Closed Jupihawx closed 2 months ago

Jupihawx commented 10 months ago

Hi! First thanks for the library. I was wondering if it was possible to simulate a two phase flow, the same way that can be done through OpenFOAM with "interFoam" solver for example? If so, are there any examples available?

Thanks!

holl- commented 10 months ago

Hi, it's most likely possible but will require a small amount of coding. I'm not familiar with interFoam. Do you know how it works or have a reference?

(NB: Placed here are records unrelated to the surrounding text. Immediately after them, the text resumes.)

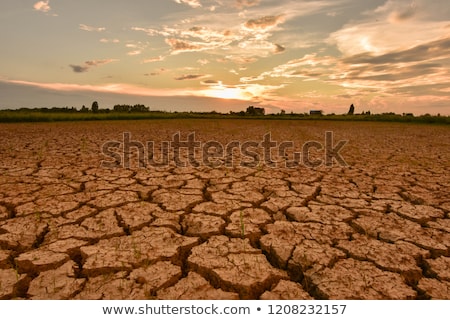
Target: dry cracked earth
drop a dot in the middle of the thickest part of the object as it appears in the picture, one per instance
(378, 228)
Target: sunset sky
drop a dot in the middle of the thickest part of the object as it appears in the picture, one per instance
(223, 55)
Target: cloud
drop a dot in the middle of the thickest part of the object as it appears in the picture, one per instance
(246, 3)
(279, 48)
(154, 59)
(264, 23)
(203, 61)
(42, 6)
(191, 77)
(89, 64)
(90, 28)
(182, 45)
(104, 40)
(210, 82)
(398, 11)
(192, 3)
(79, 69)
(438, 49)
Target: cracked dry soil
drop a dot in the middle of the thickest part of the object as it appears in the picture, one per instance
(378, 228)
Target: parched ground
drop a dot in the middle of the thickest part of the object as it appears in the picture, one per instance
(378, 228)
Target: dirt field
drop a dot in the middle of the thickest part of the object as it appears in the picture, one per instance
(378, 228)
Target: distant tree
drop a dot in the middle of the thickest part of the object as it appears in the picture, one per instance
(351, 110)
(95, 107)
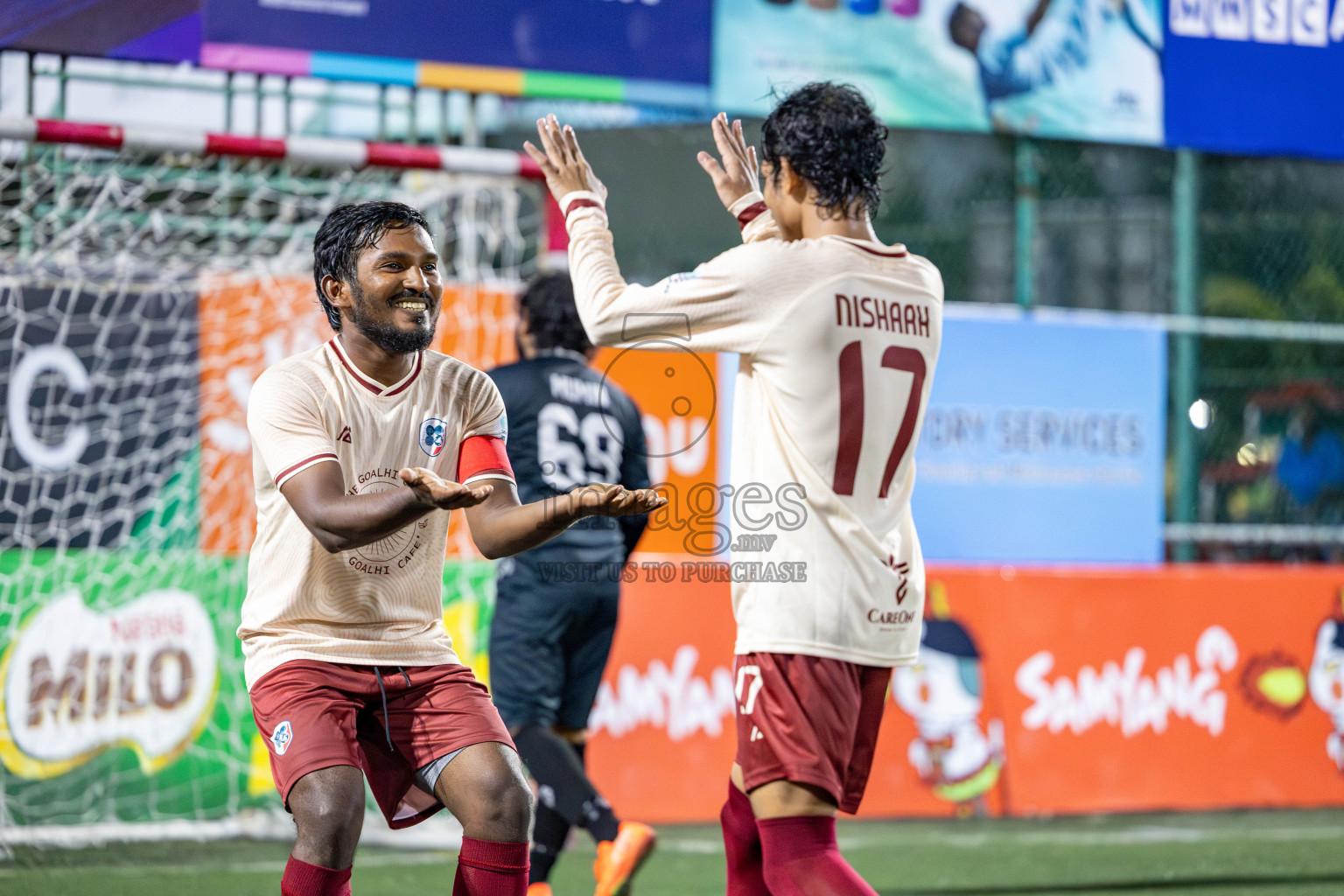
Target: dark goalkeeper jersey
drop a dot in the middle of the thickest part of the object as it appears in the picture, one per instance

Jupihawx commented 9 months ago

It seems that interfoam solves for two immiscible fluid, with local mesh property are related to the fluid fraction "alpha". It also takes into account the surface tension. The equations solved can be found here : https://openfoamwiki.net/index.php/InterFoam But as OpenFOAM is C++ based, I have a bit of trouble making the equivalence to this library. I will need to dive deeper into it I guess!

holl- commented 9 months ago

Okay, looks like they use a quantity alpha to identify the fraction of each liquid. They have gravity and surface tension acting on the fluid.

The following code should help you get started. It computes all the terms from the equations on grids but possibly in a different way (I havn't looked at the c++ implementation). This requires version 3.0 which you can get with pip install --upgrade git+https://github.com/tum-pbs/PhiFlow@3.0. Note that it does not treat the interface in any special way, so alpha gradually smears out over time.

from phi.flow import *
from phi.jax.flow import *

density1 = 2
density2 = 1
alpha = CenteredGrid(lambda x, y: y > 50, ZERO_GRADIENT, x=64, y=64, bounds=Box(x=100, y=100))
velocity = StaggeredGrid(Noise(), boundary=0, bounds=alpha.bounds, x=64, y=64) * .01

def curvature(a: Field):
    n = a.gradient()
    n = n.with_values(math.vec_normalize(n.values, epsilon=1e-5))  # normalize
    return - n.divergence()

@jit_compile
def step(a: Field, v: Field, dt=1., gravity=vec(x=0, y=-9.81), surface_tension_constant=10):
    a = advect.mac_cormack(a, v, dt)
    surface_tension = surface_tension_constant * curvature(a) * a.gradient()
    density = a * density1 + (1 - a) * density2
    force = resample(density * gravity + surface_tension, to=v)
    v = advect.semi_lagrangian(v, v, dt) + dt * force
    v, p = fluid.make_incompressible(v)
    return a, v

for i in range(100):
    alpha, velocity = step(alpha, velocity)
    if i % 5 == 0:
        show(alpha)

Hope this helps!

Jupihawx commented 9 months ago

Great, thank you so much for the template! I will look deeper into it and try to make it fit my usage case. Your example runs fine, but there is quite a lot smearing like you said, I will look into fixing that aswel!

holl- commented 9 months ago

By the way, when running without JIT-compilation, you can put a show(...) anywhere to quickly plot any quantity (like curvature, force, etc).